Atina dedikodularının farkında olan ve sahte yönetim biçimlerinin agorada ve diğer dedikoducu meydanlarda ifşa olacağından korkan bizim Alkibiades ne yaptı? Köpeğinin güzel kuyruğunu kesti! Bana nedenini ve schnauzer'lar ve Doberman'larda olduğu gibi moda olup olmadığını söylesinler. Hayır. Hiç de değil. Bu vahşetin estetikle hiçbir ilgisi yoktu (bu Notlar'ın sadık okuyucularım, hatırlar mısınız?), sadece haylazlıkla ilgiliydi. Tüm Atina, bu tanınmış liderin köpeğinin kuyruğunu kesmesine neden olan sebepler hakkında yorum yaparken, bu arada karanlık işleri hakkında konuşmayı da bıraktılar! İlginçtir ki, İngilizcede buna ders kitabı gibi "köpeği sallamak" diyorlar; İspanyolcada ise kayıp Londra sisi veya Bilbao'lu bocho'nun beresiyle eşdeğer bir sis perdesi.

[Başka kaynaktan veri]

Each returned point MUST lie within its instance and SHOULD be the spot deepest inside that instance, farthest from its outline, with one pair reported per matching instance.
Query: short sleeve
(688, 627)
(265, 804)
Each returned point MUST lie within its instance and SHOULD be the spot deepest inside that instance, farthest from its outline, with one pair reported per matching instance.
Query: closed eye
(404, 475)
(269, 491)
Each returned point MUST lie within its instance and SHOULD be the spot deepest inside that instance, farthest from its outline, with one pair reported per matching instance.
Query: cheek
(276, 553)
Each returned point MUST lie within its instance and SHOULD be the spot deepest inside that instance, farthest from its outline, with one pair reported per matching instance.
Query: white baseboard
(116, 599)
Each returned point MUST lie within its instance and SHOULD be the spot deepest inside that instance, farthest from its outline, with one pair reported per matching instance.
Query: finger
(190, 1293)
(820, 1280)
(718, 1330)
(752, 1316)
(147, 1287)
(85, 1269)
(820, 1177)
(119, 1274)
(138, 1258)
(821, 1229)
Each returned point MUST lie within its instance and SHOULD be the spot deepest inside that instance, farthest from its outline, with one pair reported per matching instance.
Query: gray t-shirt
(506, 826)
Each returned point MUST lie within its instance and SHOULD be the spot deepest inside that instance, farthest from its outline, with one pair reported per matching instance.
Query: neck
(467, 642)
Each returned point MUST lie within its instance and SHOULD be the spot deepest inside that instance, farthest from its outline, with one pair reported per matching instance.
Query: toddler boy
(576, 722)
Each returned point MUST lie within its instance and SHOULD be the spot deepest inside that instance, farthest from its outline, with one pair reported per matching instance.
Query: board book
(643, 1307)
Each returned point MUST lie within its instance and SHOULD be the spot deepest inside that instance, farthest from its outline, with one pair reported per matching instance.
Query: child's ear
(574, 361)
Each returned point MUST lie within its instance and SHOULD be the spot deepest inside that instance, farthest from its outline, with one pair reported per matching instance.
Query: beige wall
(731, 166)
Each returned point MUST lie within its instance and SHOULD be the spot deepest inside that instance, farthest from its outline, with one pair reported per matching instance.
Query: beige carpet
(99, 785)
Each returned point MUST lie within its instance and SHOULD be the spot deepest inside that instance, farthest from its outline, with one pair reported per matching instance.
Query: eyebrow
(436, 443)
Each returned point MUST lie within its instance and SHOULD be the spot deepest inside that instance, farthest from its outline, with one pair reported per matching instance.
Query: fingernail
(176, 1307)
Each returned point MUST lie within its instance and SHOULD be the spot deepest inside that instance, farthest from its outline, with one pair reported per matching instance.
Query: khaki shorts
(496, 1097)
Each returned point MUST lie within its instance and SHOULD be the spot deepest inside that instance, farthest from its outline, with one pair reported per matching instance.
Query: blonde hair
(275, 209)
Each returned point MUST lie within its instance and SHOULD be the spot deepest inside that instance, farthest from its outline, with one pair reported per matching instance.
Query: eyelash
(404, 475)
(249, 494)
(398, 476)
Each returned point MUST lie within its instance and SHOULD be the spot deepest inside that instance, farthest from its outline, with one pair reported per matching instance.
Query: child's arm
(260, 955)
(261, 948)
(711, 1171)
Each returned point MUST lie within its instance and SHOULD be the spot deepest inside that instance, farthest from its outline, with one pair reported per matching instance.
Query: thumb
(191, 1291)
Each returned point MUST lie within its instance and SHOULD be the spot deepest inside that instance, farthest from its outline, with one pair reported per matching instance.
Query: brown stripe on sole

Başbakan Pedro Sánchez'in klasikleri okumayı çok sevip sevmediğini bilmiyorum. Bence Rubio kitabı için bile tam bir baş belası olmalı. Ama adam zeki. Ya da biz aptalız, ikisinden biri. Ama Alcibiades'in köpeği hakkındaki masalın, hepimizin bir bilardo topundan daha kel olmamız beklenen masaldan daha gerçek olduğunu gösteren böylesine açık bir gösteriye uzun zaman oldu. Ve kendi müritlerinin ve takipçilerinin ve kendisinin de gururla çağırdığı gibi Perro Sanxe , bize kesilmiş bir kuyruğu gösterip bizi büyülerken, köpeğin morarması ve tam olarak mama tanelerinden kaynaklanmaması konusunda harika. Köpek, dişi köpek ve tüm Sanchista yavruları. Ki bu bir parti değil. Bu, tüm bir devleti hevesle parçalayan, bir ulusu sanki Purinaymış gibi yiyip bitiren bir köpek sürüsü ve herkes, bu köpeğin Herkül'ün bin başlı hidrası gibi uzayan, kıçına takılan veya çıkarılan yeni kuyruğun kesilmesi hakkında yorum yapmayı bekleyen aptallar gibi. Ah, Alcibiades, bu bin kuyruklu köpekle ne büyük bir mürit edinmişsin! Plutarkhos, onun hakkında söylediği, "insanların en az titiz ve en tedbirsizi" olduğunu tekrarlayacak mı? Tarih bize, her zaman kendinden öncekileri geride bırakan birinin çıktığını öğretir.